In addition, quantitative models are often tested against new interfaces to verify that they hold. For example, Grossman et al. verified that their Bubble Cursor approach to enlarging effective pointing target sizes obeyed Fitts's law for actual distance traveled.
In addition to formal models, machine learning techniques have been applied to modeling user interaction as well. For example, Hurst, et al., used a learning classifier, trained on low-level mouse and keyboard usage patterns, to identify novice and expert users dynamically with accuracies as high as 91%. This classifier was then used to provide different information and feedback to the user as appropriate.
(Andrew Bragdon - OWNER)
Distributed cognition
Distributed cognition is a theory in which thoughts take place in and outside of the brain. Human's have a great ability to use tools and to incorporate their environments into their sphere of thinking. Clark puts it nicely in [Clark-1994-TEM].
Therefore, optimal configurations when considering HCI design will treat the brain, person, interface, and computer as a holistic system comprising cognitions.

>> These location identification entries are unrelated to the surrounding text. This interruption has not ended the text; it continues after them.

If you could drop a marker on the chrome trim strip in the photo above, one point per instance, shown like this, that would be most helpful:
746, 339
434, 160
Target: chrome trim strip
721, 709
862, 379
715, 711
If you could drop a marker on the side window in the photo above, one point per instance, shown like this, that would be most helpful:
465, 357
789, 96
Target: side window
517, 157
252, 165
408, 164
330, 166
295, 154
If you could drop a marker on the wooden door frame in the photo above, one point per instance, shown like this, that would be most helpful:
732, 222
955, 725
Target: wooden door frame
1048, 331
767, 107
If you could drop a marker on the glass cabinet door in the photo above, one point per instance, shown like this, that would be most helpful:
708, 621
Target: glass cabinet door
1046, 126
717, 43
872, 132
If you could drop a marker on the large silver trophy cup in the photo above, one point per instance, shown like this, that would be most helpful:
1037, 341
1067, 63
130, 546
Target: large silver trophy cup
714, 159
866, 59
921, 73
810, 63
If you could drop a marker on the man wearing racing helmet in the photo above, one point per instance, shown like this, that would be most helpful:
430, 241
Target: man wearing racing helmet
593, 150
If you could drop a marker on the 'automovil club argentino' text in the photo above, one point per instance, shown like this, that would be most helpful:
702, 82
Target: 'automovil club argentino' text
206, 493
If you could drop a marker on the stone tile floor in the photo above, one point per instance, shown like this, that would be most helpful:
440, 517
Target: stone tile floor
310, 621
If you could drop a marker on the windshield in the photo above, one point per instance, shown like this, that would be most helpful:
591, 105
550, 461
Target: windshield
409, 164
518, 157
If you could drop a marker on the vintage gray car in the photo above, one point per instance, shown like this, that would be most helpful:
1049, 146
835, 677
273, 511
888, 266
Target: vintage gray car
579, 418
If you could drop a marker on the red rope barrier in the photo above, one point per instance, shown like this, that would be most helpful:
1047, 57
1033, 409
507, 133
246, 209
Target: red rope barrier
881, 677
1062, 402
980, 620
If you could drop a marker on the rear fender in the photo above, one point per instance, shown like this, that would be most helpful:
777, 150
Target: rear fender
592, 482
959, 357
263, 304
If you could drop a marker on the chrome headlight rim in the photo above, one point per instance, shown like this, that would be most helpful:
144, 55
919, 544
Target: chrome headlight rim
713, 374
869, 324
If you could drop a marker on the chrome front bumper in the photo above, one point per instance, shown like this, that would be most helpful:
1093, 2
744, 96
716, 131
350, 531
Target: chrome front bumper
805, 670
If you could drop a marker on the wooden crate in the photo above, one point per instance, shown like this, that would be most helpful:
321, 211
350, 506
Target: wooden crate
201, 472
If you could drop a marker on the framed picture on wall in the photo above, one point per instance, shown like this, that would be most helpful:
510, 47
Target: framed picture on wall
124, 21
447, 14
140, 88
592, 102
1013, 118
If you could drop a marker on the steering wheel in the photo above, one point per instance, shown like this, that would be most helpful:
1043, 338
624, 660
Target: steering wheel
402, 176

In practical terms, the issue at hand for our proposal is how to best maximize utility by distributing the cognitive tasks at hand to different components of the whole system. Simply, which tasks can we off-load to the computer to do for us, faster and more accurately? What tasks should we purposely leave the computer out of?

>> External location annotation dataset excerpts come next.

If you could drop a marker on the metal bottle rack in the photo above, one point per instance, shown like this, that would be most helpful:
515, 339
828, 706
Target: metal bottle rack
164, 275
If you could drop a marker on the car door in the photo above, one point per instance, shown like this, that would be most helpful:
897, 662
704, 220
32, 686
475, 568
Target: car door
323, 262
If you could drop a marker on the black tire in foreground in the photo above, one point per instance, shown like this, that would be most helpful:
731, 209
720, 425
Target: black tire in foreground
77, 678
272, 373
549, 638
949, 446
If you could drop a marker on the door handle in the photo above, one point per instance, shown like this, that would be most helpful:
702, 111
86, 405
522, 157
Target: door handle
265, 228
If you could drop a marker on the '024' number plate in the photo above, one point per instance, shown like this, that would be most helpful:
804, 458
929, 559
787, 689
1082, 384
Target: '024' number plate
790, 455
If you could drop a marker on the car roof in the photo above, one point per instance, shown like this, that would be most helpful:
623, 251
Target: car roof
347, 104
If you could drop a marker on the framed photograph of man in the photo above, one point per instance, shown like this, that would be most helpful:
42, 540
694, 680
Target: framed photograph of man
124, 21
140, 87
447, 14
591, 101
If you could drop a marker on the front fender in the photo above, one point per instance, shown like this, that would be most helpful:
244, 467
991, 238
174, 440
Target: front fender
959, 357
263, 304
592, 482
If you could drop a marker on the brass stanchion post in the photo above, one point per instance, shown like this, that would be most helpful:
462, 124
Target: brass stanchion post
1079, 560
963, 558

Typically, those tasks most eligible to be off-loaded are the ones which we perform poorly on. Conveniently, the tasks which computers perform poorly on we excel at. Here are a few examples:
- Computer's Area of Expertise: number crunching, memory, logical reasoning, precise
- Human's Area of Expertise: Associative thought, real-world knowledge, social behavior, alogical reasoning, imprecise
Using this division of cognitive labor allows us to optimize task work flows. Ignoring it puts strain and bottlenecks at either the computer, the human, or the interface. The field of HCI is full of examples of failures which can be attributed to not recognizing which tasks should be handled by which sub-system.

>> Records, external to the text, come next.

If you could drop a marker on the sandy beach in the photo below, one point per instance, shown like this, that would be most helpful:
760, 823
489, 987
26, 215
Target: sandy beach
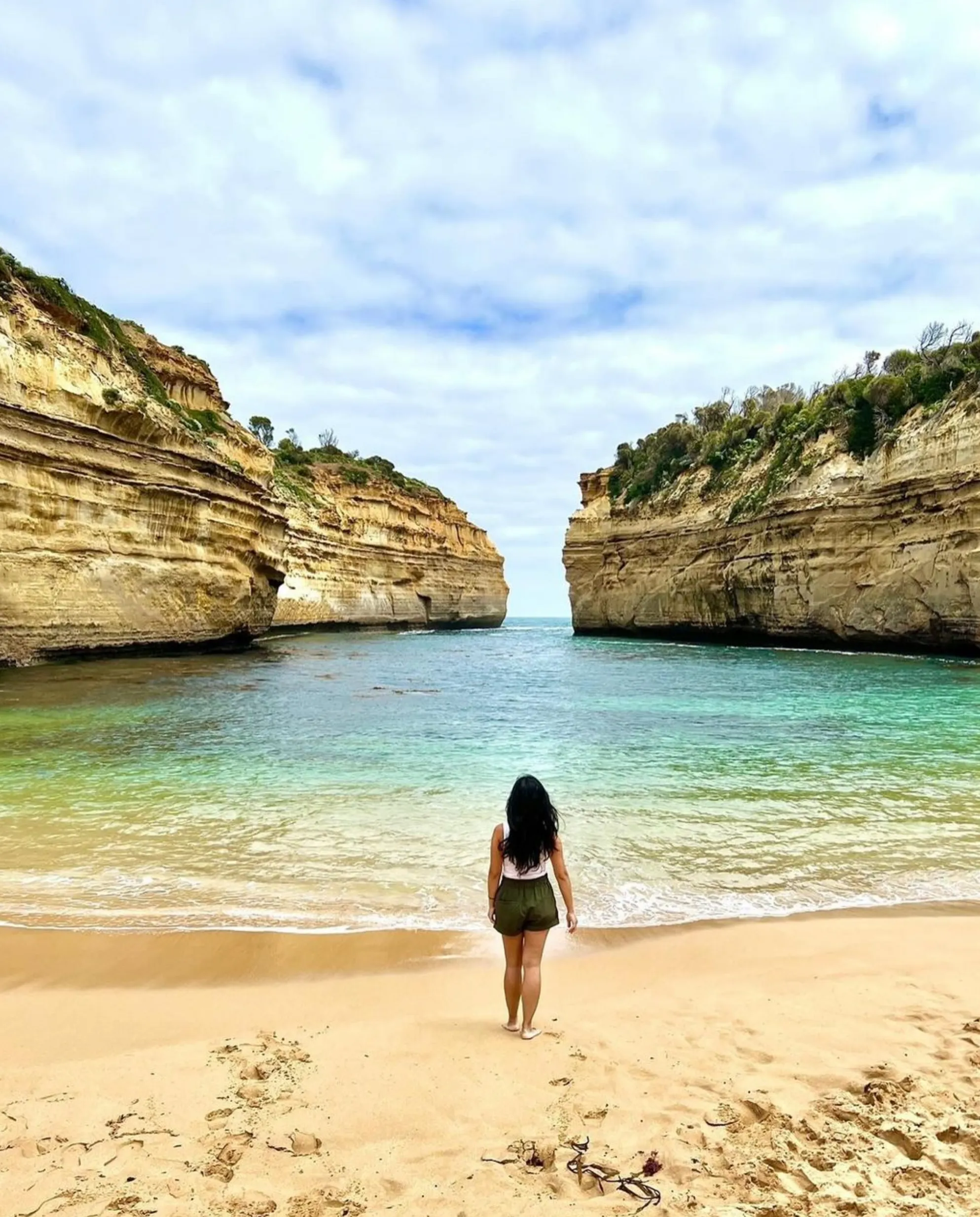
815, 1065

As a heuristic to divide thinking, one might turn to the dual-process theory literature Evans-2003-ITM. What is most often called System 1 is what human's are good at, while System 2 tasks are what computers do well.
(Owner - Gideon)
Information Processing Approach to Cognition
The dominant approach in Cognitive Science is called information processing. It sees cognition as a system that takes in information from the environment, forms mental representations and manipulates those representations in order to create the information needed to achieve its goals. This approach includes three levels of analysis originally proposed by Marr (will cite):
- Computational - What are the goals of a process or representation? What are the inputs and desired outputs required of a system which performs a task? Models at this level of analysis are often considered normative models, because any agent wanting to perform the task should conform to them. Rational agent models of decision making, for example, belong at this level of analysis.
- Process/Algorithmic - What are the processes or algorithms involved in how humans perform the task? This is the most common level of analysis as it focuses on the mental representations, manipulations and computational faculties involved in actual human processing. Algorithmic descriptions of human capabilities and limitations, such as working memory size, belong at this level of analysis.
- Implementation - How are the processes and algorithms be actual biological computation? Dopamine theories of reward learning, for example, belong at this level of analysis.
The information processing approach is often contrasted with the distributed cognition approach. Its advantage is that it finds general mechanisms that are valid across many different contexts and situations. Its disadvantage is that it can have difficulty explaining the rich interactions between people and their environment. (Adam)
Models of perception
Gibsonianism
(relevant stuff about Gibson's theory) We will build on top of this theory/model by ... .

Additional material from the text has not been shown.